İman; Allah’a, meleklere, kitaplara, peygamberlere, ahirete, kadere, hayır ve şerri yaratan Allah olduğuna inanmaktır. İmanın rükünleri ayrılık kabul etmez, biri birisiz olmaz, Allah’a iman diğerlerine de imanı gerektirir.
Meyve Risalesi 9. Mesele’de bu konu teferruatıyla anlatılmaktadır.
Kısaca ele alırsak, insan, aklıyla düşünen, kalbiyle hisseden, ruhuyla ebediyeti arayan bir varlıktır. Fakat çağımızda birçok insan, hayatın anlamını yalnız maddede arıyor. Oysa Üstadımız Meyve Risalesi ve Sözler’de hayatın gerçek manasının ancak imanın bütün olarak kavranmasıyla ortaya çıkacağını açıklar.
Üstad Said Nursî, Kur’ân-ı Kerim ve Peygamberimizden aldığı dersle, Meyve Risalesi’nin Dokuzuncu Meselesi’nde imanı bir binaya, bir ağaca, bir zincire benzetir. Her bir iman esası bu yapının ayrılmaz bir parçasıdır. Allah’a iman, bütün esasların merkezindedir. Çünkü O’na inanan, O’nun gönderdiği peygamberleri, indirdiği kitapları, yarattığı melekleri, takdir ettiği kaderi ve vaad ettiği ahireti de kabul eder. Birini inkâr etmek, bütünü sarsar.
Ve der ki: “İman, altı rüknünden çıkan öyle bir vahdanî hakikattir ki, tefrik [birbirinden ayrılma] kabul etmez. Ve öyle bir küllîdir ki, tecezzî [parçalanma] kaldırmaz.”
Bu hakikat, imanın mantıkî, ruhî ve ahlâkî bütünlüğünü gösterir. Allah’a inanıp ahireti reddetmek, adalet ve rahmet sıfatlarını inkâr etmektir. Peygamberliği kabul etmemek, Allah’ın kelâmını ve hikmetini reddetmektir.

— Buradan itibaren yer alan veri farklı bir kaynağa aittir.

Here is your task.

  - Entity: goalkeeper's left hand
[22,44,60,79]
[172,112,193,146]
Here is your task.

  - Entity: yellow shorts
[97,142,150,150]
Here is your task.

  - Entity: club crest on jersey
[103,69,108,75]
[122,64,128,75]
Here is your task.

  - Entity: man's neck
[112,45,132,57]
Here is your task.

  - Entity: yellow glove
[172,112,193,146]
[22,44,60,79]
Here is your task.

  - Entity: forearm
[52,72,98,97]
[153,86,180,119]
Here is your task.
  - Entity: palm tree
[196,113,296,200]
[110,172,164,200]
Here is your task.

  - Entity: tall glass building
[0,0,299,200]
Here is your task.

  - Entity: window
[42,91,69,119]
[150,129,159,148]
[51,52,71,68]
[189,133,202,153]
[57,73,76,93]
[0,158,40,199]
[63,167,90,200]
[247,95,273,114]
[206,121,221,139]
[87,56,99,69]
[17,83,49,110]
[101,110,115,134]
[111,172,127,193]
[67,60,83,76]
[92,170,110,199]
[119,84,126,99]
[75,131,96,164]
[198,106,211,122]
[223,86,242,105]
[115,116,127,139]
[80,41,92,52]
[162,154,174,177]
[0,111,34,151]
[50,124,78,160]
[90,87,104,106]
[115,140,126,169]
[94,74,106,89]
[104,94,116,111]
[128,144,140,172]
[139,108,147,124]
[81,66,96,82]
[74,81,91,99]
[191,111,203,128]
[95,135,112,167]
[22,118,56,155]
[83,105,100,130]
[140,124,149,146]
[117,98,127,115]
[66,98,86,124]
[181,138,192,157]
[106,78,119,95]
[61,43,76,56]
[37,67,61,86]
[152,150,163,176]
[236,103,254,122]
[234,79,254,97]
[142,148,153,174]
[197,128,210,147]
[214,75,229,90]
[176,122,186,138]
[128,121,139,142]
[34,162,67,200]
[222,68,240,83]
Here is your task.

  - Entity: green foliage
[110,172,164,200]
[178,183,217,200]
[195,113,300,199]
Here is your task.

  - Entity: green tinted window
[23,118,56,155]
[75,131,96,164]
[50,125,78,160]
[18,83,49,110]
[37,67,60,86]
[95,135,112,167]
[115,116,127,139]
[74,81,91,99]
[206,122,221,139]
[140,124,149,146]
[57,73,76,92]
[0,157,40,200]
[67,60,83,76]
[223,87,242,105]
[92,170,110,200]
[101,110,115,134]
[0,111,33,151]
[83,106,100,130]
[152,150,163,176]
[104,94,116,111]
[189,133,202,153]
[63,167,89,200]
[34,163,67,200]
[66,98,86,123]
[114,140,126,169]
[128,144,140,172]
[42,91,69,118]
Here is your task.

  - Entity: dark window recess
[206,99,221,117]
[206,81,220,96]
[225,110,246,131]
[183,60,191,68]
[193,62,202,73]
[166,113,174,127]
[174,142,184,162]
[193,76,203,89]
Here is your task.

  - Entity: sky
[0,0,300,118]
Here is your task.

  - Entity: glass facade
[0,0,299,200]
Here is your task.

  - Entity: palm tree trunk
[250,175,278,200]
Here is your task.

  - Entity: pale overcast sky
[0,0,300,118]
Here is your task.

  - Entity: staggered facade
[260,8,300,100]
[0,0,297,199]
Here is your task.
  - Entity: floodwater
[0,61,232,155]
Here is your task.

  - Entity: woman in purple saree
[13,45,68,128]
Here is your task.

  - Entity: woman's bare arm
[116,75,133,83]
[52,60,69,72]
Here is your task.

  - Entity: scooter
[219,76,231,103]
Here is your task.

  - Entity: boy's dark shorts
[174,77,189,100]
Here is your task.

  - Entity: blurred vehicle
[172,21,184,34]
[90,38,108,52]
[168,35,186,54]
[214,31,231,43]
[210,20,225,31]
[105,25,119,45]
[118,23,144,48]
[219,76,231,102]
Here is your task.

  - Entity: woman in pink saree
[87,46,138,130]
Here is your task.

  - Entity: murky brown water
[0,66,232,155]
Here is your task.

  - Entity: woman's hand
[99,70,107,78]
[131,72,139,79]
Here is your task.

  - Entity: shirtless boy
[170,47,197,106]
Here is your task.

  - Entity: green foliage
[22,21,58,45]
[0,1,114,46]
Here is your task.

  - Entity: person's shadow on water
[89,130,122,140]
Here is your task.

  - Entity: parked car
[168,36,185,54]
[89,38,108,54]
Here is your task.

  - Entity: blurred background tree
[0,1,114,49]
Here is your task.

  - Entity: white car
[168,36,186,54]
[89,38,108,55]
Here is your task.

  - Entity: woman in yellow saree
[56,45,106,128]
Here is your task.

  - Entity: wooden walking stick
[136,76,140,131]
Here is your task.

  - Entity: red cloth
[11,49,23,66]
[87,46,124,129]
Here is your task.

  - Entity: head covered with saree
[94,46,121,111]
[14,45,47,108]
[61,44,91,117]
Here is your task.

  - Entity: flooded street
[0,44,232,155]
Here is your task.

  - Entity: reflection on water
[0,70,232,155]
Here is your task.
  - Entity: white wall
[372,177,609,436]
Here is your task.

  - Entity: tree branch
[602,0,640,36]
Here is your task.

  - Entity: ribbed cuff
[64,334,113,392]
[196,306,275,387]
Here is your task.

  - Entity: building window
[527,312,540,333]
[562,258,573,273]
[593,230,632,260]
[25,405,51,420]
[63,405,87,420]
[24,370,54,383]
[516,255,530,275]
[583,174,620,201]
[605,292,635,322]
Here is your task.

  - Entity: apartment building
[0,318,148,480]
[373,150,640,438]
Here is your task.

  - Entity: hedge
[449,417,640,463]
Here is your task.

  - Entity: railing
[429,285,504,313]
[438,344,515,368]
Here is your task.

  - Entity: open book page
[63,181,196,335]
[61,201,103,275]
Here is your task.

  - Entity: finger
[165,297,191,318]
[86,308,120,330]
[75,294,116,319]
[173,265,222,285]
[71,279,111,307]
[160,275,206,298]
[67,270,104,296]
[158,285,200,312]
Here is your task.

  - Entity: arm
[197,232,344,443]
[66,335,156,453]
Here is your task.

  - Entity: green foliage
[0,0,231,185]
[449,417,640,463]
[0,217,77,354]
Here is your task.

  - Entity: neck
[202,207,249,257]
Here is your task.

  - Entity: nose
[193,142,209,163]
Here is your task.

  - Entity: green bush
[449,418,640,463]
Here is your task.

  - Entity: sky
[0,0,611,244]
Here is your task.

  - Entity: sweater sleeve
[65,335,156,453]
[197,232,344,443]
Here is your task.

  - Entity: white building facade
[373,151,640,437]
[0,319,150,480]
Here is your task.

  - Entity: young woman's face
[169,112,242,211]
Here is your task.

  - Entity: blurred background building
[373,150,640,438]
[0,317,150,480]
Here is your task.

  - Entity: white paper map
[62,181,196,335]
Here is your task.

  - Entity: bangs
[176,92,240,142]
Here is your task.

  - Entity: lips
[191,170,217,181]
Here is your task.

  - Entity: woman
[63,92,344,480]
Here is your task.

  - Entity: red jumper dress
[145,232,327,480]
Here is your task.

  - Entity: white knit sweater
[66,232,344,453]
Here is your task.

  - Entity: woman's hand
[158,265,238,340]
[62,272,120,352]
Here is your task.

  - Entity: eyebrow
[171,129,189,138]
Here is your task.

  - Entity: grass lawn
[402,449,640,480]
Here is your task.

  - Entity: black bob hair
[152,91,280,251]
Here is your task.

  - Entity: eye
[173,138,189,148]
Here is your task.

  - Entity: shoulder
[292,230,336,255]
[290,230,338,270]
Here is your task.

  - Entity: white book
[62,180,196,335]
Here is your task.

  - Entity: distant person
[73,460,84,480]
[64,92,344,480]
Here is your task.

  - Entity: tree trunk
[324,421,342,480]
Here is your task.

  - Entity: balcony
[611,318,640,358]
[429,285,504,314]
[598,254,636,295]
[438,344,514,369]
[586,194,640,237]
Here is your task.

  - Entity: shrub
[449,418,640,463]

Kur’ân tefsiri Risale-i Nur ise bu bütünlüğün insana kazandırdığı canlılığı anlatır. İman, hayatın her zerresine can verir; kalbe huzur, akla denge, ruha istikamet kazandırır. İmanla hayat anlam bulur, imansız hayat ise kuru bir gölgeye döner.
Kur’ân-ı Kerîm’de bu hakikat şöyle ifade edilir: “Kim iman eder ve salih amel işlerse, onu güzel bir hayatla yaşatırız.” (Nahl: 97)
Peygamberimiz (asm) de “İman yetmiş küsur şubedir; en üstünü ‘Lâ ilâhe illallah’tır.” (Müslim, İman: 58) buyurur. Bu hadis, imanın hem kalpte bir nur, hem de amelde bir hayat olduğunu gösterir.
Bugünün dünyasında bilgi çoğaldı, ama huzur azaldı. Çünkü iman, bir bütündür; parçalanınca ruh da dağılır. İnsan, imanını bütün rükünleriyle kavradığında, hayatına da o bütünlüğün huzuru yayılır.
İman, yalnız bir fikir değil; insanı insan eden, belki de sultan eden, hayatı anlamlandıran bir hakikattir. Hakikî imanı elde edenlerden olmayı Rabbimizden niyaz ediyorum.